学生たちが、鉄の門や塀を乗り越え行政院の敷地内に突入するも、警察・機動隊によって排除されたのだ。
学生たちは、鉄の門をたおし、段ボールや毛布をかけ乗り越えていった。
約100人が行政院の敷地に突入。一部は、建物の二階にも侵入した。
筆者には突入をこころみた学生たちの考えが理解できなかった。
理由がわからなかった。「今、このタイミングで? なぜ!?」
立法院占拠後、順調に前にすすんでいたところだったのに……。
そして、このできごとがトリガーとなって、立法院も排除されてしまうんじゃないかと思った。
上記映像の2:04のあたり。TVの画面をみる人たちの表情がとまる。行政院突入のニュースが流れたのだ。やがて、涙を流す人も。壇上で話す陳 為廷(チェン・ウェイティン)も泣いている(2:40、ただしこれが行政院へのできごとへの涙がどうかは不明)。
この涙の意味やこのときの学生たちの気持ち。筆者にはわからないものだが、想像してみた。

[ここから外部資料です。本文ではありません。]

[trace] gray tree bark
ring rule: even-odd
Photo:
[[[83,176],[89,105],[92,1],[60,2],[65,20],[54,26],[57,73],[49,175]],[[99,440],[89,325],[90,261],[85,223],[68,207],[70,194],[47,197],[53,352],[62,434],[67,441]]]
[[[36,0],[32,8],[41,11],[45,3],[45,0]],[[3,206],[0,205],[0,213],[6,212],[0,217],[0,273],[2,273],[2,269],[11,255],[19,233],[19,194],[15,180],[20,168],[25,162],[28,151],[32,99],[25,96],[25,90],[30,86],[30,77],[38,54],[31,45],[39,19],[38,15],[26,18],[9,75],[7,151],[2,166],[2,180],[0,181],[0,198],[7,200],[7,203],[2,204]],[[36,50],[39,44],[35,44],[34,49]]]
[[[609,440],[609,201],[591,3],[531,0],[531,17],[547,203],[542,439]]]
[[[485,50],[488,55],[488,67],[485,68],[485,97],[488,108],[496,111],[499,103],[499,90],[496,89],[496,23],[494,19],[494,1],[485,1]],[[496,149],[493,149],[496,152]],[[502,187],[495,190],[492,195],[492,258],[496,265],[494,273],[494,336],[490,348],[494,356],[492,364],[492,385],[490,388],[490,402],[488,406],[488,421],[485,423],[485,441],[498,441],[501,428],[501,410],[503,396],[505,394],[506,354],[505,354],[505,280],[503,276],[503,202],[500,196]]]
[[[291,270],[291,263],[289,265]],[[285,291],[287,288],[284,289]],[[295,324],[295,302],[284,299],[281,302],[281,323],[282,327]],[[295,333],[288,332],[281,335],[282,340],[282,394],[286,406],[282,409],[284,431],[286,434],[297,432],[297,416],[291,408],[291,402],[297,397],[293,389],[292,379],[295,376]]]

最初に、大きなショックと失望があった。立法院の占拠が継続できそうな状況での行政院への突入。なぜ突入したのか。立法院の占拠への影響を考えなかったのか。
つぎに、”温柔的力量(やさしい力)”をテーマのひとつにかかげた運動で、暴力が発生してしまったことへの落胆。仲間たちが強い力で排除されたこと、また具体的な国家権力をみせつられたこと。自分たちも排除される可能性が高まったことへの緊張感、そしてとまどい。排除されてしまった学生たちへの心を痛めての涙、だったのではないかと。
筆者はこの日、自宅でTVの画面をみていた。行政院は徒歩圏内ではあったが、現地には行かなかった。
10年後の今、上記の映像をみて思うこと。学生たちが対峙していたのは、いつでも運動を抑えこめる権限を持つ政府と、いつ能動的な力を行使するかわからない国家権力である警察だったのだと。
これまでの記事では、現場の警察は学生たちを敵対視していないと書いてきた。けれども、それは甘かった。部外者ゆえの、のんきな静観。ただの一度でも上からの指令がくだれば、あっけなく排除される。ひまわり学生運動は、そのような強い権力の下で起きた運動だったのだ。
⦅余談⦆
この映像の1:10。涙を流す学生のすがたがあります。この混乱の場で、撮影者がこの涙に気づいたことにおどろきます。
撮影者も混乱のなかにいたことがわかる3:00~のブレブレの画面。放水砲で排除される最後、までみてほしい。
今回、この記事のために上記ふたつの映像を観た。10年前の自分は、理解が甘かったと思う。